仅仅百来年过去,就连妖族都能从姬家手里分得一杯羹了。

这一处灵地被玄丹占据,才改名为玄丹山。玄丹山的最高处,是旁支向主家上贡祭祀的地方,此地被妖精占据后,早就已经荒废了。

但是今天白日的时候,为了羞辱那位仙君,玄丹重开了祭坛,让姬寒亦手染着无辜民众的血,穿着嫁衣,在这一处祭坛里,与她拜天地。

祭坛里四处都挂着彩绸,还有没撤走的红灯笼,地面上满是鞭炮碎屑,某些地方还有干涸的血渍渗透在石砖里面。

未散的硝烟气息让人免不了想起白日时的群妖狂欢,淮黎不愿意踏进祭坛里,这只小鸟妖觉得自己不能救仙君,还心怀愧疚。

虞意便叫她停在祭坛外的一株槐树顶上,五色鸟落在枝丫上,化作一个穿着襦裙的少女,在深青色的裙摆上,金色的绣纹反射微光,和身边的槐花相得益彰。

从这里望下去,能尽揽玄丹山的布局。

深沉的夜色笼罩在山麓,灯笼的红光浮在夜色中,大部分的庭院内都已经安静下来,只有少部分地方依然灯火通明,还有妖族在彻夜欢庆。

淮黎不解地问道“我们要在这里看什么呢”

“看看夜色。”虞意漫不经心地回复,转动着脖颈,细细地概览过玄丹上的每一处,留意今夜与往日的不同之处。

淮黎便也听话地欣赏起夜色,她以为虞意是喜欢这个地方,因为以前她老是叫她变成鸟儿,在玄丹山上飞来飞去,一会儿要看这头一会儿要看那头。

玄丹山上的夜的确很美,这里灵气充盈,槐花四季不败,垂坠的花束散发着莹莹的光晕,如同天然的琉璃灯点缀在枝叶绿涛之间。

夜风起来的时候,花瓣会被抛扬至半空,像洒满天空的繁星。

“星星好亮。”淮黎坐在树杈上,来回晃动着脚,顺手从树丫上揪下一串槐花,一朵一朵扯下来吃。

天上无星,虞意知道她说的是花,今夜的槐花确实比平日要亮堂些,没有被灯光遮掩过去。

在满山红灯笼的光晕下,那点雪白的星芒反而越发醒目。

虞意尝着嘴里清甜的花汁,目光追随着飘飞的槐花瓣。夜风刚起的时候,这些花瓣只是林林散散地飞出去,散落在树丛房顶,随着时间流逝,花瓣里的灵气散尽,光芒就会逐渐暗淡。

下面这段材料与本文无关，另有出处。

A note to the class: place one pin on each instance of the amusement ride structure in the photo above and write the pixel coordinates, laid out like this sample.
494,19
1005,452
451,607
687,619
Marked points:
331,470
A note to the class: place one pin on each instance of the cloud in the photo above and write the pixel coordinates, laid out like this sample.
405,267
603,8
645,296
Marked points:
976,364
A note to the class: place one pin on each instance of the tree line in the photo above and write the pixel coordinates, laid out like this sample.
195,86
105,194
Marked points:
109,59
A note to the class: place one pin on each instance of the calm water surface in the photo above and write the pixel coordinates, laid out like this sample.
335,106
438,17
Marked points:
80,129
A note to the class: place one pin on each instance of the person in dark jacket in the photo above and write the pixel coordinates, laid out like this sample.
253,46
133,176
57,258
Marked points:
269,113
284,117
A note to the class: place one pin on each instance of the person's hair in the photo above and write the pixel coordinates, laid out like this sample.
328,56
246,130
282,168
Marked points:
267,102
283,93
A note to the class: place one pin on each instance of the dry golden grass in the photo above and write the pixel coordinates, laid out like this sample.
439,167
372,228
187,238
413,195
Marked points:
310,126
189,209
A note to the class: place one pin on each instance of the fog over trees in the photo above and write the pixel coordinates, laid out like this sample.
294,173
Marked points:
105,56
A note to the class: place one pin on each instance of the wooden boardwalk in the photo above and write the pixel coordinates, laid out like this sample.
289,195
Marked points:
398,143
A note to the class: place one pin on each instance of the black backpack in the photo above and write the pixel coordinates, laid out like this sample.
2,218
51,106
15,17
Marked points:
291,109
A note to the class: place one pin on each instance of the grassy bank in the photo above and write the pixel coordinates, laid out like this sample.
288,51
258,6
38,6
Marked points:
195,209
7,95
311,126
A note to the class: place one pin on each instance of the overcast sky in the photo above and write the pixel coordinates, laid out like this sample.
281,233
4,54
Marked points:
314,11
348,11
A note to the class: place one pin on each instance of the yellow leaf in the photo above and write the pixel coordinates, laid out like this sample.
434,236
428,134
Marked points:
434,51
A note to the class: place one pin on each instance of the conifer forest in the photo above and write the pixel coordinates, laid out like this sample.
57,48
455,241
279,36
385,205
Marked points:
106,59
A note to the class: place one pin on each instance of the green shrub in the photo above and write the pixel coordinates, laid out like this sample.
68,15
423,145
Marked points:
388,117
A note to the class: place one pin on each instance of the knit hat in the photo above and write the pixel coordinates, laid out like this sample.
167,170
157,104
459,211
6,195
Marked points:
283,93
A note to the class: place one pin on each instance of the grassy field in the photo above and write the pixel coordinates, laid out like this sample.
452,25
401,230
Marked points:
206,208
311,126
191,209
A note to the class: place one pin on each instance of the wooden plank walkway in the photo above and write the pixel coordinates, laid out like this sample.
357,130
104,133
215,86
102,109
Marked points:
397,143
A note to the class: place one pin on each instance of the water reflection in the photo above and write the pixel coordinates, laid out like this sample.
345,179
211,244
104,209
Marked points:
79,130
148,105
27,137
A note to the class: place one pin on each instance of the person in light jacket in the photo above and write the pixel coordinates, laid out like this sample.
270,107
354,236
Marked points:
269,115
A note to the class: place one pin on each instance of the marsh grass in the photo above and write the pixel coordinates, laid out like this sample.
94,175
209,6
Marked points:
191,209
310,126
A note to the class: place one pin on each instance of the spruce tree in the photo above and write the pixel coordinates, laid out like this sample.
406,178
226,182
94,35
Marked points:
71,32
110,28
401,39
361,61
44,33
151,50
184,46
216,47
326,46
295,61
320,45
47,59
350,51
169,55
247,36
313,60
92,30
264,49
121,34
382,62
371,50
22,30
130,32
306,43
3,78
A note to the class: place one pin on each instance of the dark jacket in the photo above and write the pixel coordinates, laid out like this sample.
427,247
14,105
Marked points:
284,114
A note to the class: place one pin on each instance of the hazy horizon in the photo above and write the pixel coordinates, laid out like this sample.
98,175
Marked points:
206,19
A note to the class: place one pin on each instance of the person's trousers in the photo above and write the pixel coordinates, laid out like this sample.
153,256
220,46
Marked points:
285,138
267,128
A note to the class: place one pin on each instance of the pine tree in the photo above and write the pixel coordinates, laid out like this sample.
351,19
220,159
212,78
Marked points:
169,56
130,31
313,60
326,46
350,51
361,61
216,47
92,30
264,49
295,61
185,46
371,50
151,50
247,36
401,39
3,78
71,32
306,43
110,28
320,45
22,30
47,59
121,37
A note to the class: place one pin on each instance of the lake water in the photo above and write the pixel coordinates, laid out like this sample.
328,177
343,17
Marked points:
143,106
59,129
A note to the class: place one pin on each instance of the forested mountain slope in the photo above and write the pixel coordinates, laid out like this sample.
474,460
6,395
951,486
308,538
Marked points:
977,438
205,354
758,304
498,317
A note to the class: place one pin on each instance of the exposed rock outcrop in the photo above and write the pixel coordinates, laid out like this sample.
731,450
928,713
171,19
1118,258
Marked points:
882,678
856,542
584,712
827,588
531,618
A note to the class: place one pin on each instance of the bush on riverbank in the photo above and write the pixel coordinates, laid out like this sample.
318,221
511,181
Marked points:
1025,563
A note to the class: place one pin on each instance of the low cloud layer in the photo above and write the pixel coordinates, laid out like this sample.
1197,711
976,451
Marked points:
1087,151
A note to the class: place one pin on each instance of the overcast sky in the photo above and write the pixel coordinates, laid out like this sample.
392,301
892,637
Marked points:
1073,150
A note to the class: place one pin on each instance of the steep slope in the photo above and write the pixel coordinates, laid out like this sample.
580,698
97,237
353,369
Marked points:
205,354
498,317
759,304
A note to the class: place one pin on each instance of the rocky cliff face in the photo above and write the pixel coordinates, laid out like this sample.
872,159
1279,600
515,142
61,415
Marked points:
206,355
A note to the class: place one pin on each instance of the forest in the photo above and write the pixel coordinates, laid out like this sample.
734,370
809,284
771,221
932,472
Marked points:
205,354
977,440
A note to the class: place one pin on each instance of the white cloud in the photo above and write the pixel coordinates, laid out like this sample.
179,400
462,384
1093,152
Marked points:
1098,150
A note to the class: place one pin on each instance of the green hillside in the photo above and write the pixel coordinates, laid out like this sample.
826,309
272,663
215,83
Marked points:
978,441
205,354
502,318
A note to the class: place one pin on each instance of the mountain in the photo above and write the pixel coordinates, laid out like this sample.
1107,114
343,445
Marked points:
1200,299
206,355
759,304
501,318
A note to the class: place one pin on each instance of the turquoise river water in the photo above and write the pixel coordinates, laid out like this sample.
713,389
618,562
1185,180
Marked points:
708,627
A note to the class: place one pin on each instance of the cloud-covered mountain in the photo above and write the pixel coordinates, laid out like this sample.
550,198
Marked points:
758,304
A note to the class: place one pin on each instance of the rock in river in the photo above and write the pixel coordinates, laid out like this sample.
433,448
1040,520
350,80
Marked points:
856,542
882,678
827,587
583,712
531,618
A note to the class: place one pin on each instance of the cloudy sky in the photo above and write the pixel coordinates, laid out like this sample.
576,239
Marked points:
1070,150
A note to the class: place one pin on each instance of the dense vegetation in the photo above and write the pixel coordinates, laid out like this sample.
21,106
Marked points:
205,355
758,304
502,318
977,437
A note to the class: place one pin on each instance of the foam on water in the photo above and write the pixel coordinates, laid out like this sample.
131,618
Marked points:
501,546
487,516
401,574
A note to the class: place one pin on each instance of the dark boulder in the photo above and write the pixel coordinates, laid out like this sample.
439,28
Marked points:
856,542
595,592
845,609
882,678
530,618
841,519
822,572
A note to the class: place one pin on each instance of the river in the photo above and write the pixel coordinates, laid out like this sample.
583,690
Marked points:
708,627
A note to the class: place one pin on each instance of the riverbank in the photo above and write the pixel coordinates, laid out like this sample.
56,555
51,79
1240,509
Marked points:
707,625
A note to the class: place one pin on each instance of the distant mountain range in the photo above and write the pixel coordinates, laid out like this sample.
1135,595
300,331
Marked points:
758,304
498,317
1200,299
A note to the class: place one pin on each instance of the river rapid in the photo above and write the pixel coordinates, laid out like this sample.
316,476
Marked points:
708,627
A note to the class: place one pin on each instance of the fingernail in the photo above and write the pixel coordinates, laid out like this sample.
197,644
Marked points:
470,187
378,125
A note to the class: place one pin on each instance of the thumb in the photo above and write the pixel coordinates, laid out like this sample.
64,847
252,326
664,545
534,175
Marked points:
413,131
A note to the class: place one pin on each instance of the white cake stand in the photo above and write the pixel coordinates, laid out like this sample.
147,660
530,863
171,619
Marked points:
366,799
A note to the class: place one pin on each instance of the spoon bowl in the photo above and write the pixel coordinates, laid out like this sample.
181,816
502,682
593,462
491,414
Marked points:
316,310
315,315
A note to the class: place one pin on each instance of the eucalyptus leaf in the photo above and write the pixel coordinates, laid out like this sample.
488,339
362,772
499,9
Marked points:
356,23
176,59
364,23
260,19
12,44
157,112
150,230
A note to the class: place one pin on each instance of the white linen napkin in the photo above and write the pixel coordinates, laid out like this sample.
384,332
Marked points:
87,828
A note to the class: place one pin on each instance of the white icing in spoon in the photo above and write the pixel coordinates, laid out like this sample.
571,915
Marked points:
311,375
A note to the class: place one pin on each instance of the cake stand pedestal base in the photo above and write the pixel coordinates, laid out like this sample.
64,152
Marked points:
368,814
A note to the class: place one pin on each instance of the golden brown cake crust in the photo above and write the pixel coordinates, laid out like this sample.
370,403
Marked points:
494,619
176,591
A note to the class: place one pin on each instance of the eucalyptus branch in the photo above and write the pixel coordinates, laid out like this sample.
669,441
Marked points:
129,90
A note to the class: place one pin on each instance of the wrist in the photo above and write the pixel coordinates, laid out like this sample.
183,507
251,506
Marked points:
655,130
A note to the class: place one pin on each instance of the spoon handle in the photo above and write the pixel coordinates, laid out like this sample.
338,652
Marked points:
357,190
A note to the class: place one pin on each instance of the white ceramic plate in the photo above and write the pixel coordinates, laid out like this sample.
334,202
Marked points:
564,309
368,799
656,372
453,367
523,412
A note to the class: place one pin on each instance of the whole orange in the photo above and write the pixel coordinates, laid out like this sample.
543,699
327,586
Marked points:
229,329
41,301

但是今夜,槐花的光芒比往日亮,花瓣落地后,光芒便黯淡得慢了些。一重一重的花瓣叠加起来,竟隐约形成了一个图案。

虞意倏地跳起来,把身体里另一个魂魄吓了一跳。

淮黎惊道“怎么了”

“你看飞落的槐花瓣。”虞意指向下方,槐花铺成的图案还不完整,只有个模糊的轮廓,但可以看出,这应该是一个阵。

淮黎疑惑道“好像有一副图,奇怪,以前我们怎么没看到过。”

“因为今晚花瓣的光芒亮得比平时久。”虞意扶着树干站着没动,想等待下方的阵图轮廓再明显些,能让她看出是什么阵法。

就在这时,不远处的一株树冠忽然剧烈晃动起来,发出簌簌声响,虞意偏过头,警觉地看过去。

只见得一抹矫健的身影猛地弹射到半空,他曲起的背脊在月色下仿佛一张柔韧的弯弓,身后张扬的六条长尾,昭示着来人的身份。

虞意膝盖下压,想要借助树枝

的弹力跳到另一株树上。

可淮黎常年被这只猫惊吓,早就对他有了心理阴影,离夙如此突兀而惊悚地露面,把她的脚都吓软了,她脚底打滑,尖叫着从树枝上栽下去。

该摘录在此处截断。